5. a. A la lecture des diverses normes applicables à l’examen pratique organisé dans le cadre du quatrième module d’enseignement de la voie d’études du Master of Arts en pédagogie curative / enseignement spécialisé, il apparaît qu’à teneur de l’art. 20 al. 3 du Règlement du 11 mai 2006, émis par la Faculté des lettres, les épreuves non réussies peuvent être répétées deux fois (voir ci-dessus consid. 3a), alors que l’art. 22 al. 3 du Règlement et plan d’études, adopté par le Conseil de l’Institut de pédagogie curative, prévoit qu’en cas de note insuffisante, l’examen pratique peut être répété une fois (voir ci-dessus consid. 3b). La question de la compatibilité du Règlement et plan d’études avec le Règlement du 11 mai 2006 se pose sérieusement sur ce point. Toutefois, cette question peut être laissée ouverte en l’espèce, puisque la décision attaquée, en tant qu’elle confirmait notamment l’échec définitif de la recourante, doit être annulée pour une autre raison (voir ci-dessus consid. 4).
b. Dans la mesure où le recours doit être admis pour violation du principe de l’égalité des chances, il n’est pas non plus nécessaire de se prononcer sur les autres griefs invoqués par la recourante, notamment en relation avec les difficultés intervenues dans le déroulement de son stage pratique.
c. Il n’est pas perçu de frais pour la présente décision (voir art. 33 al. 1 du Règlement).

En conséquence

LA COMMISSION DE RECOURS

a r r ê t e


I. a. Le recours est admis, dans la mesure où il est recevable.
b. La décision attaquée, qui confirme la décision du 3 avril 2009 d’échec à l’examen pratique et d’échec définitif dans la voie d’études du Master of Arts en pédagogie curative / enseignement spécialisé, est annulée.
c. La recourante est autorisée à repasser l’examen pratique.

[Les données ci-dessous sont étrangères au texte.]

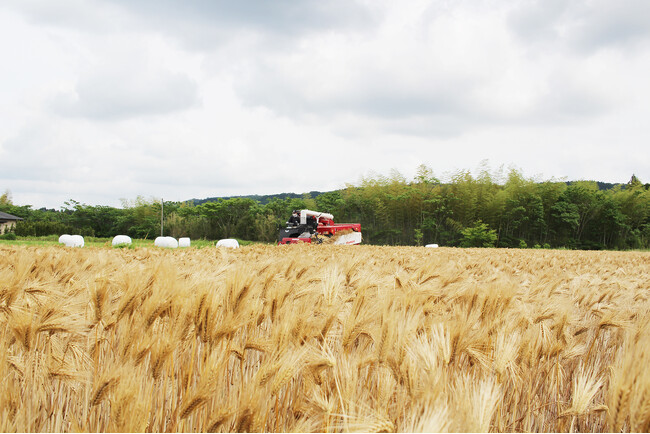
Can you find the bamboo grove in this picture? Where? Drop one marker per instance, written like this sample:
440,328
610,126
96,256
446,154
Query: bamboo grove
486,210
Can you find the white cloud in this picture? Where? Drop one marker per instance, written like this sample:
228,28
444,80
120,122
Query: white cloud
112,99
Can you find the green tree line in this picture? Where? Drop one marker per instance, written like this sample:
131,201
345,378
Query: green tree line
488,209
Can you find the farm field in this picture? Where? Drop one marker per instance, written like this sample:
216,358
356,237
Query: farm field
323,338
53,240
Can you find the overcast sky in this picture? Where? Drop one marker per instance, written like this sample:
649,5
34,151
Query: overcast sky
108,99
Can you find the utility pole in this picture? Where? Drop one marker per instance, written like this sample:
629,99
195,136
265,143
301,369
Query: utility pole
162,205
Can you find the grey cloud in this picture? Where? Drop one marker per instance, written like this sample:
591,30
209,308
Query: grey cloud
279,16
583,26
115,95
201,24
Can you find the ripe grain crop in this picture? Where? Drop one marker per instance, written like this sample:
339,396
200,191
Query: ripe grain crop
323,338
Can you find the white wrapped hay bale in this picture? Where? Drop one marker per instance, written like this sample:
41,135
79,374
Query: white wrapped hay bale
167,242
183,242
72,240
119,240
228,242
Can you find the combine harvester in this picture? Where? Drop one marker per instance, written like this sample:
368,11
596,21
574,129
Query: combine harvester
318,227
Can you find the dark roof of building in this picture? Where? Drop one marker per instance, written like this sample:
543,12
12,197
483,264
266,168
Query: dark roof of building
5,216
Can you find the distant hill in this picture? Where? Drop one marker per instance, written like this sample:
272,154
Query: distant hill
263,199
601,185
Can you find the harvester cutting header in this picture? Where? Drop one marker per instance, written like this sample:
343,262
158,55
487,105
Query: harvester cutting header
307,226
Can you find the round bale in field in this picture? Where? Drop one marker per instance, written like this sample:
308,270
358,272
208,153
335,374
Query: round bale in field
74,241
228,242
118,240
168,242
184,242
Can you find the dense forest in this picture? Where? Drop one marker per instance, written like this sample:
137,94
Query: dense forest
485,210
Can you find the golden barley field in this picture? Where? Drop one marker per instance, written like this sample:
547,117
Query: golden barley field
323,338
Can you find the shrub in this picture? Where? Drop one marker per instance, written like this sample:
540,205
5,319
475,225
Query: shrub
479,235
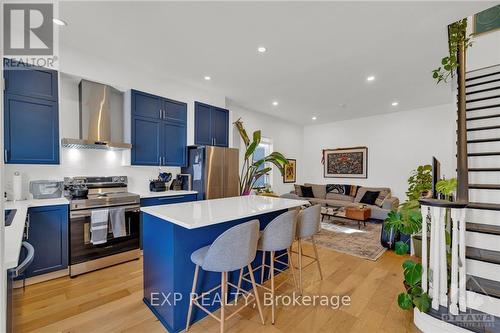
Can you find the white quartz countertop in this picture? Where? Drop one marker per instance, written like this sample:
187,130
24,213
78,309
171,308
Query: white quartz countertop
14,232
197,214
170,193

II. Il n’est pas perçu de frais.

III. La présente décision peut faire l’objet d’un recours auprès du Tribunal cantonal de Fribourg, section administrative (1762 Givisiez), dans un délai de 30 jours dès sa notification.

Fribourg, le 8 septembre 2010 Le Président suppléant :
______________________________

La présente décision est notifiée à la recourante, par l’intermédiaire de son mandataire et à la Commission de recours de la Faculté des lettres de l’Université de Fribourg (recommandé + AR).